Rasio utang pada April tersebut menurun menjadi 38,15% PDB, jika dibandingkan bulan sebelumnya yang sebesar 39,17% PDB. Baik secara nominal maupun rasio, posisi utang mengalami penurunan dibandingkan bulan sebelumnya.
Baca juga: Malapetaka Ekonomi Ancam AS, 1 Juni Gagal Bayar Utang Luar Negeri
Hal ini dipengaruhi oleh mutasi pembiayaan baik dari instrumen Pinjaman maupun SBN, yang mana pembayaran cicilan pokok utang pada bulan April lebih besar dari pada pengadaan/penerbitan utang baru, serta adanya apresiasi rupiah terhadap major currency valas (EUR, JPY, USD) pada April 2023 dibandingkan Maret 2023.

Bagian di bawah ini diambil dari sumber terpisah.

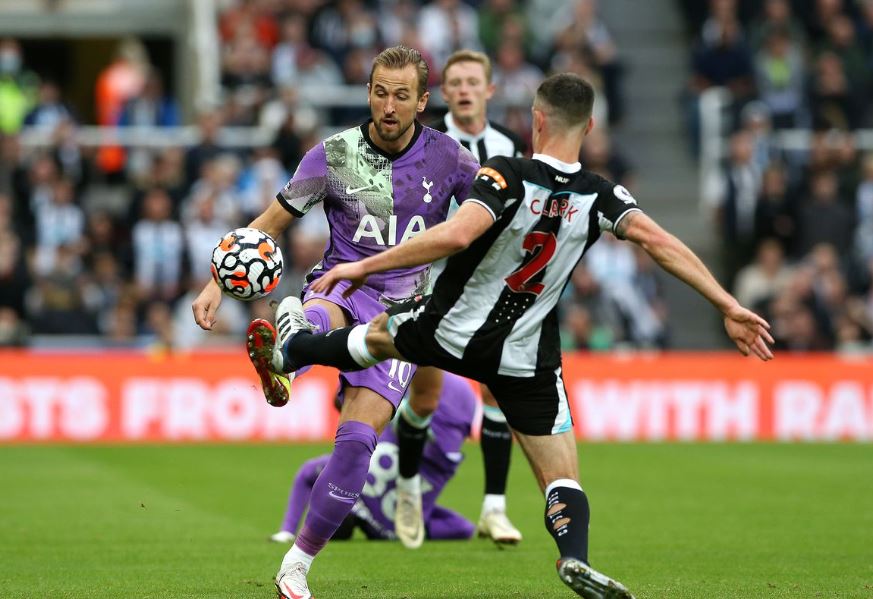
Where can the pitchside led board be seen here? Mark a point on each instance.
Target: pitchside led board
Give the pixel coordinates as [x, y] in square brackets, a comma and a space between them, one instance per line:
[203, 397]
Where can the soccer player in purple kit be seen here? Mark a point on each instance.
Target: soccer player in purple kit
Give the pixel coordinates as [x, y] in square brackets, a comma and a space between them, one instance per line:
[380, 184]
[373, 513]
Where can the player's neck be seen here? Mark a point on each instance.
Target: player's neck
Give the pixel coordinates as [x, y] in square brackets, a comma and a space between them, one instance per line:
[474, 126]
[560, 149]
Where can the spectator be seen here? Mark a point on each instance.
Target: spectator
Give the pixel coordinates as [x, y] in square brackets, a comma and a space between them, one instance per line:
[516, 79]
[831, 95]
[780, 75]
[344, 26]
[151, 107]
[587, 32]
[445, 26]
[720, 59]
[247, 18]
[764, 278]
[158, 248]
[777, 15]
[56, 304]
[15, 279]
[774, 213]
[49, 111]
[17, 87]
[286, 54]
[60, 226]
[823, 218]
[494, 16]
[864, 212]
[209, 125]
[738, 205]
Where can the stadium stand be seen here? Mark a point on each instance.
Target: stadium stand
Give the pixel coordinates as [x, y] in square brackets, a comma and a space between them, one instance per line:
[106, 237]
[794, 219]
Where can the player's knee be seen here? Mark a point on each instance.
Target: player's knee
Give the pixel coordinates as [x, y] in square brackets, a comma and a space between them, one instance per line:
[379, 342]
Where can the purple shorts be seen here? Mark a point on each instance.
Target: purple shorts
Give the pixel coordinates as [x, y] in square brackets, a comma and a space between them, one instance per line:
[389, 378]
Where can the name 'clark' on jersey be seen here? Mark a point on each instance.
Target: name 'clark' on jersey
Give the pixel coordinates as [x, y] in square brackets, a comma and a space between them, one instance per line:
[547, 214]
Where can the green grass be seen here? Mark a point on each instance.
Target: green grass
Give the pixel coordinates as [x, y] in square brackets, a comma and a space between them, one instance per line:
[671, 521]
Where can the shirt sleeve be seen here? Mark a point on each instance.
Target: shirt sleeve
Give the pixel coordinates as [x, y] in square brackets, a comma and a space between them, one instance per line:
[467, 167]
[614, 202]
[308, 186]
[491, 187]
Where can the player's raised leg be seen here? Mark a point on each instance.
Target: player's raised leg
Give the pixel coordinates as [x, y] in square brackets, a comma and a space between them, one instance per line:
[264, 342]
[496, 444]
[413, 428]
[337, 488]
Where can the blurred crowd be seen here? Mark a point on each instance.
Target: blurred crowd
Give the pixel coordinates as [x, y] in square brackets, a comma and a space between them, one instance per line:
[796, 225]
[114, 242]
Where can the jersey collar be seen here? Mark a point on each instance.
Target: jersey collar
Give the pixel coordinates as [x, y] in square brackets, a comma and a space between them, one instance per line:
[365, 130]
[564, 167]
[460, 134]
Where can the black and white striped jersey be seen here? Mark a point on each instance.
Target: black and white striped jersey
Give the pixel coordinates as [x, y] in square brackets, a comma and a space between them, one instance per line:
[495, 305]
[494, 140]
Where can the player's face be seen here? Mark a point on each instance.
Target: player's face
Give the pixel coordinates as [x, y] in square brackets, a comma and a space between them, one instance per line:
[394, 103]
[466, 91]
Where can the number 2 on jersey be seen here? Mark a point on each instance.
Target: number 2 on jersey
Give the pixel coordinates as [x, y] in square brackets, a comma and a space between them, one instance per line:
[541, 246]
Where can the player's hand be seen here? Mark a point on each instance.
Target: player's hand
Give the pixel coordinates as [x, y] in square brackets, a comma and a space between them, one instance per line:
[206, 305]
[750, 332]
[352, 272]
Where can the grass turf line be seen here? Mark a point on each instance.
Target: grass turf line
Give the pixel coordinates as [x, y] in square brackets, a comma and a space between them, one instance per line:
[669, 520]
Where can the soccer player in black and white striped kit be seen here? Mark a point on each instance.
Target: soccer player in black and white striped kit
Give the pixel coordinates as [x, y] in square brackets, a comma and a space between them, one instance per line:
[514, 243]
[466, 88]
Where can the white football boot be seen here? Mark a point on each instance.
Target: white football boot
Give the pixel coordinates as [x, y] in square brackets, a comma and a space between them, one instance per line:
[264, 347]
[495, 525]
[408, 518]
[588, 582]
[291, 582]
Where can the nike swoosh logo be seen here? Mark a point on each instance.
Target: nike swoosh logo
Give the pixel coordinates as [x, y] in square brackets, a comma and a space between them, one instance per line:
[350, 191]
[291, 594]
[341, 498]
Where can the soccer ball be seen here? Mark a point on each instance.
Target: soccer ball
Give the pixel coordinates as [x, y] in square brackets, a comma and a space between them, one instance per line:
[247, 264]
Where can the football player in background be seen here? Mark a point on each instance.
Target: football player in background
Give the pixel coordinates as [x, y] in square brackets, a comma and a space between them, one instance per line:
[373, 512]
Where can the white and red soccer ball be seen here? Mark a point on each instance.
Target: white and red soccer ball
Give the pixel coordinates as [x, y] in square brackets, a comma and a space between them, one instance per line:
[247, 264]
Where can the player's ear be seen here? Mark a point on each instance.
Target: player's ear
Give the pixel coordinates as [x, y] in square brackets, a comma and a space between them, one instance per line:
[422, 102]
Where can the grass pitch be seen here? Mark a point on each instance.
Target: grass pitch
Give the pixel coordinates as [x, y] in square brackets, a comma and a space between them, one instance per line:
[670, 521]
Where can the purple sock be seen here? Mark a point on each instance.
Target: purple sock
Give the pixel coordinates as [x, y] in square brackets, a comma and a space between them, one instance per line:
[318, 316]
[301, 491]
[338, 486]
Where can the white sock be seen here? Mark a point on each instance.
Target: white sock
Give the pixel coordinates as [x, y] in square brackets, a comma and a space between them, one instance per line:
[294, 555]
[357, 346]
[410, 485]
[494, 503]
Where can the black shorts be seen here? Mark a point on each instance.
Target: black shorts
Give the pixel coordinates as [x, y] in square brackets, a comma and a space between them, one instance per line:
[535, 405]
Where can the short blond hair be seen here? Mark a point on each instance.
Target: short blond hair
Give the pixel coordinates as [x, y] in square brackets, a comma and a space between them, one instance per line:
[469, 56]
[397, 57]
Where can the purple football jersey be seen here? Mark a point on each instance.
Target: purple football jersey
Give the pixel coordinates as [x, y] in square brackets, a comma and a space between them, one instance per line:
[442, 455]
[374, 201]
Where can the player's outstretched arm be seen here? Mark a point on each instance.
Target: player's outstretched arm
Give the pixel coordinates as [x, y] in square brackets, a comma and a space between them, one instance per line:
[746, 329]
[468, 223]
[273, 221]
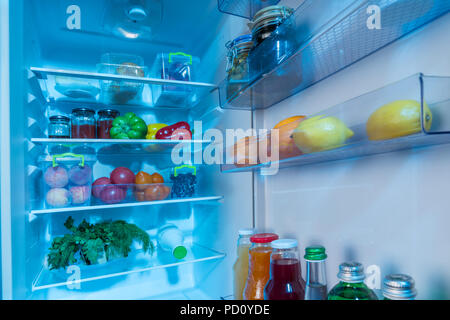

Faktor lainnya yang mendorong penurunan utang adalah penguatan mata uang rupiah terhadap beberapa mata uang utama dunia, seperti euro, yen dan dolar AS pada bulan lalu dibandingkan Maret 2023.
Utang pemerintah terdiri atas instrumen SBN alias obligasi dan pinjaman. Utang berbentuk SBN tercatat sebesar Rp 7.007,03 triliun per akhir bulan lalu.
Nilainya berkurang Rp 6,5 triliun dalam sebulan karena penurunan pada SBN valuta asing lebih besar dibandingkan peningkatan pada SBN domestik rupiah.
Pola serupa juga terlihat pada utang pemerintah berbentuk pinjaman. Posisi pinjaman pemerintah sebesar Rp 842,86 triliun, berkurang Rp 22,6 triliun dari bulan sebelumnya.
Penyebabnya, nilai pinjaman luar negeri pemerintah yang berkurang saat pinjaman di dalam negeri meningkat. Penurunan tersebut baik yang berasal dari pinjaman bilateral, multilateral maupun bank komersial.
Ke depan, Pemerintah senantiasa melakukan pengelolaan utang secara hati-hati dengan risiko yang terkendali melalui komposisi yang optimal, baik terkait mata uang, suku bunga, maupun jatuh tempo.
Sejalan dengan kebijakan umum pembiayaan utang untuk mengoptimalkan sumber pembiayaan dalam negeri dan memanfaatkan utang luar negeri sebagai pelengkap.
Selain itu, Pemerintah mengutamakan pengadaan utang dengan tenor menengah panjang dan melakukan pengelolaan portofolio utang secara aktif.
Per akhir April 2023, profil jatuh tempo utang Indonesia terbilang cukup aman dengan rata-rata tertimbang jatuh tempo (average time maturity/ATM) di kisaran 8 tahun.
Selanjutnya, guna meningkatkan efisiensi pengelolaan utang dalam jangka panjang, Pemerintah terus berupaya mendukung terbentuknya pasar SBN domestik yang dalam, aktif, dan likuid.
Salah satu strateginya adalah melalui pengembangan berbagai instrumen SBN, termasuk pula pengembangan SBN tematik berbasis lingkungan (Green Sukuk) dan SDG (SDG Bond).
Selain itu, peranan transformasi digital dalam proses penerbitan dan marketing SBN, khususnya SBN Ritel yang didukung dengan sistem online juga tak kalah penting, mampu membuat pengadaan utang melalui SBN menjadi semakin efektif dan efisien, serta kredibel.